The dominant position of certain major digital platforms, and their role as intermediaries in certain markets, raises increasing concerns about their ability to restrict competition in and for these markets. Faced with these issues, a strengthening of competition policy and the introduction of specific regulatory tools appear desirable.

The digital platforms that make it possible for different users to interact have taken an increasingly important role in many sectors. Indeed, network effects and the possibilities opened up by digital technologies have enabled the most effective platforms to grow rapidly on a large scale, acquire dominant positions, and benefit from comparative advantages to diversify.

Despite the benefits generated by the digital economy and platform development, the trend towards market concentration and weakening competition raises growing economic concerns.

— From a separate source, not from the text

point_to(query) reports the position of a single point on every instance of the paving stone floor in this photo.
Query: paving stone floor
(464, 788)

The ability for competition law to fully grasp the digital economy and to effectively combat potential abusive practices undertaken by platforms is an increasingly debated topic around the world.

Several studies have highlighted the intensifying challenges to competition raised by platform models and to instances of strong positions. By controlling access to the market and through their role in structuring information, platforms can deploy unfair or anti-competitive practices that restrict competition in the market. Dominant platforms can also deploy barriers to competition for the market, by blocking the entrance of competitors through "lock-in" strategies or more predatory practices.

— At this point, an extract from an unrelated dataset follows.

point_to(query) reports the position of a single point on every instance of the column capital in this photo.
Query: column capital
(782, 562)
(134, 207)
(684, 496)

To address these issues, it seems necessary, on the one hand, to revise the competition policy in order to adopt the tools and rules needed to become more responsive and effective when dealing with the specificities of platform models, and, on the other, to enhance the resources available to competition authorities for analysing these markets.

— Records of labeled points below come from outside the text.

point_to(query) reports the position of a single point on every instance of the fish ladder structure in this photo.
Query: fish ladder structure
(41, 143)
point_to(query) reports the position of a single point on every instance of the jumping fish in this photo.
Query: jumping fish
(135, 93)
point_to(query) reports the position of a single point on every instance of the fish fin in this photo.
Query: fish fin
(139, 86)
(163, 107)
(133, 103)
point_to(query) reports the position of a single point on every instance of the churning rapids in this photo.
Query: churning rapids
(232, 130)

As a complement, public authorities can protect and encourage competition and innovation on platform markets by using various tools that enhance prevention and ex-ante regulation of practices. On the one hand, general ("symmetric") and sectoral rules and obligations can address particularly recurring competition problems, lay out binding principles, and reduce certain barriers to entry. On the other hand, when markets or stakeholders pose competition problems that are structural and persistent, "asymmetric" regulations should allow to establish targeted and proportionate rules and obligations to restore more competitive conditions. Such a framework could be considered at the European Union level.